[RADIATOR] pam_radius_auth and Radiator
Hugh Irvine
hugh at open.com.au
Mon Mar 1 23:37:41 CST 2010
Hello Chris -
Here is a simple test with the correct shared secret, then an incorrect shared secret:
Radiator-4.6 hugh$ perl radpwtst -auth_port 11645 -acct_port 11646 -user ctest -password ctest -noacct
sending Access-Request...
Tue Mar 2 16:27:04 2010: DEBUG: Packet dump:
*** Received from 127.0.0.1 port 55303 ....
Code: Access-Request
Identifier: 34
Authentic: <202><196>w}<13><131><136><255>*Z<253><181><15>J<175><196>
Attributes:
User-Name = "ctest"
Service-Type = Framed-User
NAS-IP-Address = 203.63.154.1
NAS-Identifier = "203.63.154.1"
NAS-Port = 1234
Called-Station-Id = "123456789"
Calling-Station-Id = "987654321"
NAS-Port-Type = Async
User-Password = <21>C<131><<224><167><231><128><231><255><27>F$UL
Tue Mar 2 16:27:04 2010: DEBUG: Handling request with Handler 'Realm=DEFAULT'
Tue Mar 2 16:27:04 2010: DEBUG: Deleting session for ctest, 203.63.154.1, 1234
Tue Mar 2 16:27:04 2010: DEBUG: Handling with Radius::AuthFILE:
Tue Mar 2 16:27:04 2010: DEBUG: Radius::AuthFILE looks for match with ctest [ctest]

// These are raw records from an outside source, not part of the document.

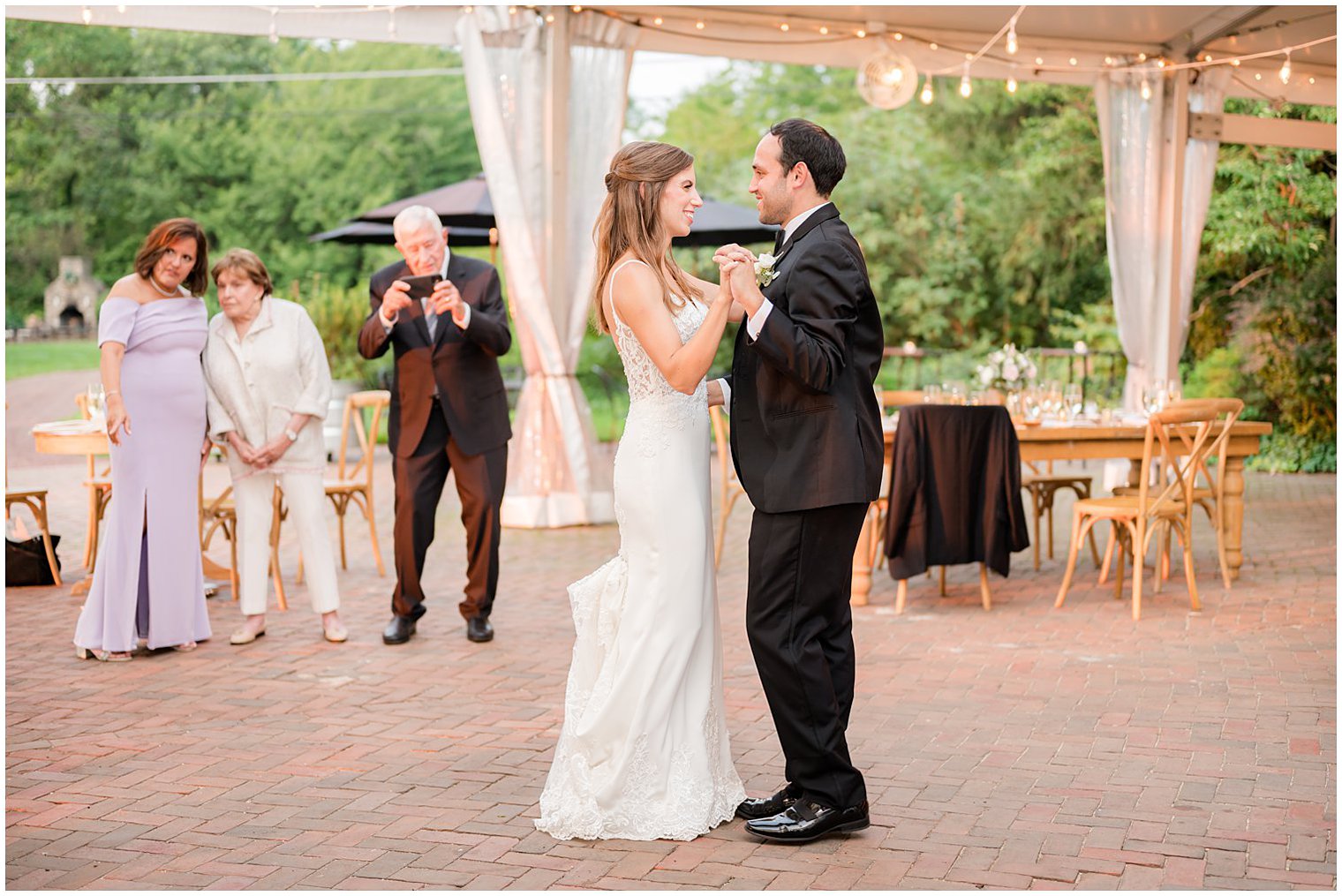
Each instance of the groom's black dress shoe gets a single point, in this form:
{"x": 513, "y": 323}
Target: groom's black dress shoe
{"x": 399, "y": 630}
{"x": 478, "y": 629}
{"x": 805, "y": 821}
{"x": 768, "y": 806}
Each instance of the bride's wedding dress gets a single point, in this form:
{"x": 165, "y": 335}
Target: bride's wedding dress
{"x": 645, "y": 751}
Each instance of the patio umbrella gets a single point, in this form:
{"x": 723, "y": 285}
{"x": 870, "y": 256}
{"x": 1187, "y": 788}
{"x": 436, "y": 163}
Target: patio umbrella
{"x": 466, "y": 204}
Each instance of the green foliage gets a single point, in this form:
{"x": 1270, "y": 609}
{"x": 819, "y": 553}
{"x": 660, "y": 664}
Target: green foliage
{"x": 90, "y": 169}
{"x": 338, "y": 314}
{"x": 980, "y": 219}
{"x": 31, "y": 358}
{"x": 1287, "y": 452}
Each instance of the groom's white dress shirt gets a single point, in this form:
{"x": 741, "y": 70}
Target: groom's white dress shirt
{"x": 755, "y": 323}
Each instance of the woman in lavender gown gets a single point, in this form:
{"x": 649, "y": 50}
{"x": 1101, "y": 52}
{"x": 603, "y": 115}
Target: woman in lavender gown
{"x": 147, "y": 581}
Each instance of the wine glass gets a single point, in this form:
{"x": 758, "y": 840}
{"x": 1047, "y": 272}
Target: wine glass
{"x": 95, "y": 402}
{"x": 1153, "y": 397}
{"x": 1031, "y": 405}
{"x": 1073, "y": 402}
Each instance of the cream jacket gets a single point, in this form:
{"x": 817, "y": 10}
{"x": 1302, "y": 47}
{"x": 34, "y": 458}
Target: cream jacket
{"x": 255, "y": 384}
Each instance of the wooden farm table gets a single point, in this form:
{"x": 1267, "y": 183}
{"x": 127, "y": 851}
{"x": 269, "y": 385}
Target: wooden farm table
{"x": 72, "y": 438}
{"x": 1086, "y": 441}
{"x": 87, "y": 438}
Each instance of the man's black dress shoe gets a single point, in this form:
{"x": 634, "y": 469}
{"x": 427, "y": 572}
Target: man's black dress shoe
{"x": 478, "y": 629}
{"x": 399, "y": 630}
{"x": 805, "y": 821}
{"x": 768, "y": 806}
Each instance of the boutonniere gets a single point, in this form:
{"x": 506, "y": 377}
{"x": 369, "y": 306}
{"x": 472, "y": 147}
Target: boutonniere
{"x": 764, "y": 270}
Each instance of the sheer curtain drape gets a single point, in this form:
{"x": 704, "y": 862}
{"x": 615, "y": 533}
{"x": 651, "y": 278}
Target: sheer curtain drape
{"x": 556, "y": 477}
{"x": 1137, "y": 141}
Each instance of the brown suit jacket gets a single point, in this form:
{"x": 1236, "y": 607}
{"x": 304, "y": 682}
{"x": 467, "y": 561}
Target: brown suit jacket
{"x": 464, "y": 364}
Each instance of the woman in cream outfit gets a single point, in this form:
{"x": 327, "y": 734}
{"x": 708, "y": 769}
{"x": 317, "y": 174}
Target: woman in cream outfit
{"x": 268, "y": 387}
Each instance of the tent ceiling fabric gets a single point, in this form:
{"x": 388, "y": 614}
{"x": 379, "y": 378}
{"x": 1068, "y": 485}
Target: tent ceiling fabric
{"x": 1055, "y": 34}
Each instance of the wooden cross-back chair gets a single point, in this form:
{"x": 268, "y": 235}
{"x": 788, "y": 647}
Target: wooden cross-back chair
{"x": 1184, "y": 435}
{"x": 353, "y": 482}
{"x": 219, "y": 514}
{"x": 35, "y": 499}
{"x": 1210, "y": 496}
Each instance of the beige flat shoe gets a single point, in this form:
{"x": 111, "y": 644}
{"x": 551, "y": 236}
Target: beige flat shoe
{"x": 243, "y": 636}
{"x": 102, "y": 656}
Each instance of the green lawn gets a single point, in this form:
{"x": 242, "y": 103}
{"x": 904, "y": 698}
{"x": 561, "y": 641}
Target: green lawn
{"x": 31, "y": 358}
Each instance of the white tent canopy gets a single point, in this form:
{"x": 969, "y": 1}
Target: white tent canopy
{"x": 1161, "y": 77}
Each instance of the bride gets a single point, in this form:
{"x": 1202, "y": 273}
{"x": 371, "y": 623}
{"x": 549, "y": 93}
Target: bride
{"x": 643, "y": 753}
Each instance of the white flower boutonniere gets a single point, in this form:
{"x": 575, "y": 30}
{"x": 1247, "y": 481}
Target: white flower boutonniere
{"x": 764, "y": 270}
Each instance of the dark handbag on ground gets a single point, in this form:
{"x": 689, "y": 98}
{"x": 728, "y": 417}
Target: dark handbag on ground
{"x": 26, "y": 561}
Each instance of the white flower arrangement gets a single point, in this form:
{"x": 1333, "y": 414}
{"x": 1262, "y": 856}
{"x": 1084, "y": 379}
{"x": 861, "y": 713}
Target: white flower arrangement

Tue Mar 2 16:27:04 2010: DEBUG: Radius::AuthFILE ACCEPT: : ctest [ctest]
Tue Mar 2 16:27:04 2010: DEBUG: AuthBy FILE result: ACCEPT,
Tue Mar 2 16:27:04 2010: DEBUG: Access accepted for ctest
Tue Mar 2 16:27:04 2010: DEBUG: Packet dump:
*** Sending to 127.0.0.1 port 55303 ....
Code: Access-Accept
Identifier: 34
Authentic: <239><156><129>D<233>-J<248><31><138>G7<136><150>|P
Attributes:
OK
Radiator-4.6 hugh$ perl radpwtst -auth_port 11645 -acct_port 11646 -user ctest -password ctest -noacct -secret blahblah
sending Access-Request...
Tue Mar 2 16:29:48 2010: DEBUG: Packet dump:
*** Received from 127.0.0.1 port 56248 ....
Code: Access-Request
Identifier: 198
Authentic: <152>)<204>#kf<188><132><10>ypE<192>%<2><141>
Attributes:
User-Name = "ctest"
Service-Type = Framed-User
NAS-IP-Address = 203.63.154.1
NAS-Identifier = "203.63.154.1"
NAS-Port = 1234
Called-Station-Id = "123456789"
Calling-Station-Id = "987654321"
NAS-Port-Type = Async
User-Password = c<209><211>Y<159><236><229>6<152><190>b<148><136><135><131><2>
Tue Mar 2 16:29:48 2010: DEBUG: Handling request with Handler 'Realm=DEFAULT'
Tue Mar 2 16:29:48 2010: DEBUG: Deleting session for ctest, 203.63.154.1, 1234
Tue Mar 2 16:29:48 2010: DEBUG: Handling with Radius::AuthFILE:
Tue Mar 2 16:29:48 2010: DEBUG: Radius::AuthFILE looks for match with ctest [ctest]
Tue Mar 2 16:29:48 2010: DEBUG: Radius::AuthFILE REJECT: Bad Password: ctest [ctest]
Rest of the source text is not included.